Desde que assumiu a presidência do comitê, ela tem transitado
com facilidade pelos gabinetes do
presidente da República, de governadores, de prefeitos e de empresários. Amanhã, por exemplo,
fará uma palestra na Fiesp (Federação das Indústrias do Estado de
São Paulo) sobre o assunto.
Em entrevista à Folha, ela afirma que o movimento é "totalmente apolítico" e inspirado no
que acontece nos EUA. A campanha tem procurado conseguir
mais voluntários por meio de feiras e da divulgação de maneiras
para as pessoas se engajarem.
Milú, que é presidente do MAM
(Museu de Arte Moderna de São
Paulo), conta que uma das próximas iniciativas será lançar um
concurso, junto com os Correios,
para estimular as pessoas a escreverem sobre suas experiências como voluntários. Leia os principais
trechos da entrevista:
Folha - Qual a meta para o final da
campanha do Ano Internacional do
Voluntariado?
Milú Villela - Se conseguíssemos
dobrar o número de voluntários
no Brasil, seria o ideal. Há uma
pesquisa, da antropóloga Leilah
Landim, que mostra que cerca de
20 milhões de brasileiros doam alguma parte do seu tempo para
ajudar. Queremos chegar a 40 milhões.
Folha - A campanha está sendo
bem aceita pela população?
Milú - Sim. Eu acredito que o tema voluntariado entrou em moda, e o brasileiro tem muito essas
coisas de modismo. O que importa, no entanto, é que mais gente se
engaje na questão do voluntariado. A gente conseguiu, por exemplo, com o autor da última novela
das oito (Manoel Carlos, autor de
"Laços de Família"), que ele incluísse o tema nos últimos vinte
capítulos. Essa iniciativa teve
grande retorno. Nós precisamos
dos autores de novela para que
eles coloquem de alguma forma
isso em pauta.
Folha - Não é superficial as pessoas se engajarem por modismo?
Milú - Quando falo que o brasileiro gosta de modismo não é no
sentido pejorativo.
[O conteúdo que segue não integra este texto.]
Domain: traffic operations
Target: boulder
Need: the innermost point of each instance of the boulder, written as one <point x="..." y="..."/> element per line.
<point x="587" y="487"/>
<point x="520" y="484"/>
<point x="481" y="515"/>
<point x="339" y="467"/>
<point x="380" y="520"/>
Se as novelas
mostram que ser voluntário é
uma coisa legal, logo é uma maneira de você influenciar uma população inteira para fazer boas
ações. As pessoas querem ouvir
exemplos de "gente que faz". Há
milhões de voluntários anônimos
que fazem um trabalho maravilhoso por aí.
Folha - O poder público tem procurado vocês?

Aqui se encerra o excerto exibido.